Tim Vickery on Uruguay: The big news, of course, is the return of Luis Suarez, back after keyhole surgery on his knee to lead the Uruguayan attack.  Diego Forlan seems set to make way. There is also a significant change at the back, where captain Diego Lugano has not recovered from a knee injury. Young Jose Maria Gimenez, a very inexperienced but much quicker player, is the front runner to come to replace Lugano. Other options in that position are Sebastian Coates or Martin Caceras, with Jorge Fucile coming in at full-back. There is an enforced change at right back, with Maxi Pereira suspended after his red card against Costa Rica. Martin Caceres could switch flanks, with Alvaro Pereira coming in at left back. There could be further modifications in midfield, where Walter Gargano’s place is vulnerable. Nicolas Lodeiro could come in to knit the side together with his left footed passing. And Alvaro Gonzalez, who came off the bench on Saturday, could replace Christian Stuani on the right of midfield.

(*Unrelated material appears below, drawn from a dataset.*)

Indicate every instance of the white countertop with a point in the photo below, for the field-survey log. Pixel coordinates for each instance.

Iain Macintosh: Yes, England lost to Italy at the weekend, but they did so in such endearingly ambitious style that it was really very difficult to be cross with them. Unlike previous incarnations of the Three Lions, this team actually attacked from the start, almost as if they weren’t all utterly terrified of their own shadow. There were issues, significantly the open-door policy to the left flank, but England fans were broadly pleased with what they had seen, feeling warm and satisfied and wondering to themselves if this was that ‘pride’ thing they had read about somewhere.

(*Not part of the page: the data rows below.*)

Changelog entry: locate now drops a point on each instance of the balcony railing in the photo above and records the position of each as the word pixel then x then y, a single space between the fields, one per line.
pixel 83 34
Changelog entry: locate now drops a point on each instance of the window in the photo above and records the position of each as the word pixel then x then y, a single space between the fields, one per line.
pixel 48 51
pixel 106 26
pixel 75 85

Tim Vickery: Uruguay were very poor against Costa Rica. They are a side that play within their limitations. When they cannot do the simple things well, such as defend against crosses, those limitations are cruelly exposed. Their second half collapse and lack of lung power are a concern, and cast doubt on the wisdom of preparing at home, where they were playing warm up friendlies at 8:30 at night in the bitter cold of the Montevideo winter – very different from the scorching afternoon heat of Fortaleza, where they lost to Costa Rica. They will be happier taking on England in the cool of Sao Paulo, and will also take heart from their tradition of digging deep when things are at their most difficult.  In qualification there was a moment when they looked set to miss out, with away trips to Venezuela and Peru, their direct rivals for the South American play-off spot. They won both games.


Roy Hodgson on England: “The only positive I can take from the Italy defeat is that it was undoubtedly the best I’ve seen the team play during my time with them.”

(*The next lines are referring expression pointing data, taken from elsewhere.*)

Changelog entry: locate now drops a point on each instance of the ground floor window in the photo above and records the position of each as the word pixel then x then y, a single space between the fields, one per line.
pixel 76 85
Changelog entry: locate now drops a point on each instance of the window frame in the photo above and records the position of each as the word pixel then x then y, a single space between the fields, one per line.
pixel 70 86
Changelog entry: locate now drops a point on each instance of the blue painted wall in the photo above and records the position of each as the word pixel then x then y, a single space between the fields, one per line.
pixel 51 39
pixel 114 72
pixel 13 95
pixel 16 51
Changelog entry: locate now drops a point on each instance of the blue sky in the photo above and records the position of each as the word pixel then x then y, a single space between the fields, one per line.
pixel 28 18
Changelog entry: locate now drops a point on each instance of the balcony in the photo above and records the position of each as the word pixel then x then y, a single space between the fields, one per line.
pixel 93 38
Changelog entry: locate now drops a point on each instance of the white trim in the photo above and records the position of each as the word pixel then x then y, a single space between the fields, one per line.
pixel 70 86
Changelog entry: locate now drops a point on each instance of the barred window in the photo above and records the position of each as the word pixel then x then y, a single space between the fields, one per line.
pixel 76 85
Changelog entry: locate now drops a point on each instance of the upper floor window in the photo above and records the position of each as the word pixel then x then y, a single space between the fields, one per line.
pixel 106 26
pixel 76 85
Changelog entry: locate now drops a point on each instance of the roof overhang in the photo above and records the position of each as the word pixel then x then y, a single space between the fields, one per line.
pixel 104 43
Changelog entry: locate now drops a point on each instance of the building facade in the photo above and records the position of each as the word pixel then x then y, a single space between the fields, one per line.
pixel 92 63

Oscar Tabarez on Uruguay: “Now it’s a final and both sides need a win. We felt the impact of the defeat against Costa Rica, it was a blow for all of us.  But now we need to clean out our minds, and go forward positively, thinking about what we can do, that nothing is impossible.”


Iain Macintosh: You can understand why Roy Hodgson wants to give Wayne Rooney every opportunity to rediscover his form, but it’s a shame that Raheem Sterling seems likely to pay the price. The teenage trickster was so impressive against Italy that he drew effusive praise from Andrea Pirlo. Perhaps, however, he can cause problems from the flanks against Uruguay’s creaking defence, finding gaps between the centre-back and the full-back. He’s certainly not lacking confidence.

Tim Vickery: It has to be Luis Suarez. Going into the tournament Uruguay’s hopes were based around the Liverpool hit man, their all-time top scorer. Now, rushed back after injury, his presence is fundamental. Uruguay need him to be much more than a footballing El Cid, tied to his horse and set out to battle merely to boost morale. They are throwing him into the World Cup deep end in the hope that he can deliver. His message to the Uruguayan people – “trust us.” 


Iain Macintosh: Two teams with high expectations thrust together in a high stakes, high pressure battle for survival? And you can get 3.75 on a red card at any time to any player? Yes, I think I’ll have some of that. 

Tim Vickery: A red card at 3.75. This one could get tasty.